What I suggest is to write and keep updated a wiki about NCUC with all the
necessary information formulated in a simple and easy to understand way. It
should also include updated sections on specific working groups including
who is working and what and timelines, etc. and links to discussions that
are going on and even videos and other stuff when possible.

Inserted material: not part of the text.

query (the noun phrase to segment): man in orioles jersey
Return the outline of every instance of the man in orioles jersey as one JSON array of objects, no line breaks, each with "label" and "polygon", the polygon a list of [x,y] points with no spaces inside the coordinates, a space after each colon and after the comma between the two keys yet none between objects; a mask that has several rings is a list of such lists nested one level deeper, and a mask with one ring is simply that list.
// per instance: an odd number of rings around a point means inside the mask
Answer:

Secondly, I suggest developing an electronic form (Google form perhaps) to
be filled by every new NCUC member and those who are still trying to have a
role. The survey should be simple yet comperhensive enough to know:
1) How well does the member know about NCUC and ICANN
2) What motivated him/her to join NCUC
3) Which areas or working groups already active within NCSG (to be listed
and linked to their corresponding sections in the wiki) are most appealing
to him/her
4) What particular new ideas or initiatives could the new member bring to
NCUC
5) How much time (in hours per week/month) could he put in voluntary work
to support NCUC within the areas answered in (3) above
6) Whether he/she would need mentorship or could suffice with the
introductory meeting and documentation
7) Any other thoughts about engagement in NCUC
I welcome your comments about the above and I sincerely hope that this
could be a turning point to the better for NCUC's engagement efforts.
Sincerely,
Walid
On Nov 14, 2014 4:21 PM, "William Drake" <wjdrake at gmail.com> wrote:
> Hi
>
> *Another long message alert*
>
> As I work my way through a backlog of communications I’d now like to
> respond to the thread begun by Benjamin under the NCUC ELECTIONS 2014:
> NOMINATIONS OPEN 3 - 16 November heading.
>
> The entire ICANN community has long struggled to entice “new blood” into
> active *working* participation in its activities (as opposed to just
> showing up at meetings when funded etc). As a first step, we have often
> focused on outreach to potential new participants, especially in developing
> countries. When I was on the GNSO Council 2009-2112, Rafik, myself and a
> few others pushed a lot on this with business counterparts and the board,
> and often got fairly blank stares in return. A number of people worked on
> developing a cross-community Outreach Committee to coordinate efforts, but
> the Commercial Stakeholder Group killed that. Then when Fadi came in he
> hired all kinds of Stakeholder Engagement staff including regional VPs, and
> they sort of took over a lot of the outreach work on a fairly top-down
> basis (they even have regional strategic plans,
> https://community.icann.org/display/gsergnlstrtgcplns/Regional+Strategic+Plans-Final).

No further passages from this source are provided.